INTERNAL AUDIT plays a critical role in the corporate governance of an organisation. Strong impact and influence creates real value and helps ensure internal audit not only provides the independent assurance demanded by stakeholders, but also helps their organisations prepare for the future.

But surprisingly, in Deloitte’s recently-released global survey of over 1,200 chief audit executives (CAEs), internal audit was found to not yet have the extent of impact and influence desired―or required. They also highlighted two key factors needed to strengthen impact and influence: an improved skill base and a greater use of analytics within internal audit activities.

As detailed in Deloitte’s new report “Evolution or irrelevance? Internal Audit at a crossroads,” only 28% of survey respondents believe their internal audit functions have strong impact and influence in their organisations, and 16% feel their functions have little to no impact and influence.

This and many other report findings point to a need for internal audit to change, or be changed. As a change-agent, internal audit has a lot going for it: independence, objectivity, integrity, an enterprise-wide vantage point and direct lines to management and the board.

Skills gap

Internal auditBut many internal audit functions need to upgrade their skills. More than half of CAEs—57%—were not satisfied their teams have the skills needed to be effective and to deliver on stakeholder expectations. Could this be limiting their impact and influence?  Quite likely.

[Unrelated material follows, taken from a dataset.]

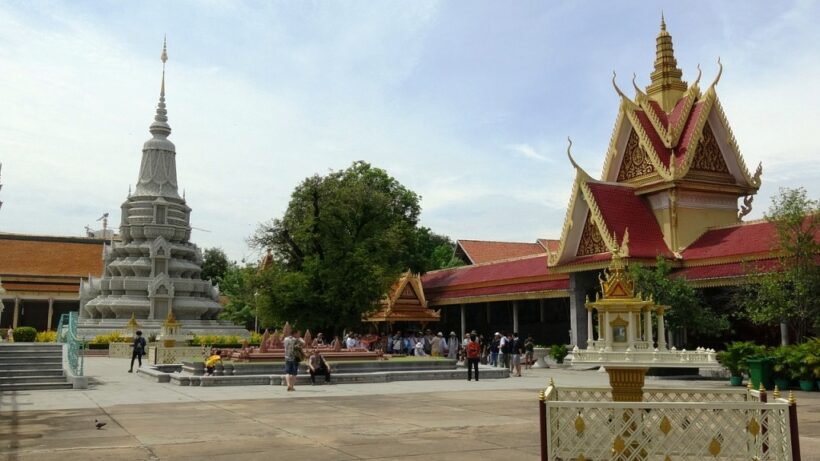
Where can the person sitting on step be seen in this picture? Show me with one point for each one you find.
(317, 365)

The most frequently cited skill gaps occur in specialized information technology, such as cyber, cloud and mobile computing; and data analytics.

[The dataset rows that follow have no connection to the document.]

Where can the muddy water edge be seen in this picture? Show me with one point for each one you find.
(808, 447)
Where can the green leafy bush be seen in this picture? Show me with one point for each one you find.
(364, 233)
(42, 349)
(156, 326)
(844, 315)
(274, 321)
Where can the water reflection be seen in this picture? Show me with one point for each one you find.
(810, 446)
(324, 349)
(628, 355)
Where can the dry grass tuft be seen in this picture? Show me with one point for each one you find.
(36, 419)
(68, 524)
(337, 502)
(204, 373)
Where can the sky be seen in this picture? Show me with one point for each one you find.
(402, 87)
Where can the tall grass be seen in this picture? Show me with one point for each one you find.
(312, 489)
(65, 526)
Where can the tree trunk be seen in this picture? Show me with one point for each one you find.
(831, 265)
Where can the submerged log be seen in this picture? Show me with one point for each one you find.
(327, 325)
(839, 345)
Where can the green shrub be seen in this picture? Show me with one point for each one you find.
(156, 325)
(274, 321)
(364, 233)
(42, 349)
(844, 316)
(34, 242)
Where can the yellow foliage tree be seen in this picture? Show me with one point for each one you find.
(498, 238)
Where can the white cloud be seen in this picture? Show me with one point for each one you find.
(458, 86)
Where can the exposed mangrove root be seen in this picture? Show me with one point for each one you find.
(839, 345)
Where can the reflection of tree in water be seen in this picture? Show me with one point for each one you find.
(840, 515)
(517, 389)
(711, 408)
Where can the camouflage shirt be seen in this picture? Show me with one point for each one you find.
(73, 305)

Our findings indicate that addressing gaps in data analytics should be a high priority for most Internal Audit groups. The function has unfettered enterprise-wide access to data as well as responsibility for improving operational, control, risk management, and governance processes. But internal audit needs analytics capabilities if it is to use that data to fulfill those responsibilities.

Those capabilities enable internal audit not only to provide insight and foresight regarding business operations, risks, and management initiatives, but also to conduct internal audits more efficiently. Increased efficiency can lead to more available resources for reviews of important areas such as culture, information technology, risk management and strategic planning.

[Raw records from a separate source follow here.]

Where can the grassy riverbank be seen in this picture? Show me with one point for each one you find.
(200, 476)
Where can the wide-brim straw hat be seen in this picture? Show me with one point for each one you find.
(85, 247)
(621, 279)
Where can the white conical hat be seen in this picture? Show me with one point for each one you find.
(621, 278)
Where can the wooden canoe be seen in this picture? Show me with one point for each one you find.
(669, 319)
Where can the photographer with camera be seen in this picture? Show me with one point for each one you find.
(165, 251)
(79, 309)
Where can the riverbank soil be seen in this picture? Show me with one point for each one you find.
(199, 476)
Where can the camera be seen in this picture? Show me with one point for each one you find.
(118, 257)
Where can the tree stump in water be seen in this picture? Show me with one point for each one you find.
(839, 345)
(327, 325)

But according to our survey, 55% of internal audit groups are using analytics at a basic level, 24% at an intermediate level, and only 7% at an advanced level. The internal audit community has been discussing the importance of using analytics for several years now and the fact that the majority are still operating at the basic level is concerning and suggests the need for a greater sense of urgency.

To get beyond basic sampling, data profiling, and data quality reviews, CAEs should consider the following steps:

  • Apply analytics to the entire internal audit life cycle—from annual planning and audit scoping, through fieldwork and within reporting
  • Use analytics for behavioral analysis and predictive modeling to produce insights and foresight for risk management and governance and more forward-looking reports
  • Move from static text documents and presentations towards more engaging, relevant, and dynamic reports incorporating interactive visualisation features

CAEs have sounded the alarm bells and illuminated a path forward. It is now incumbent on CAEs and their stakeholders to seize the opportunities for a much stronger and impactful internal audit moving forward.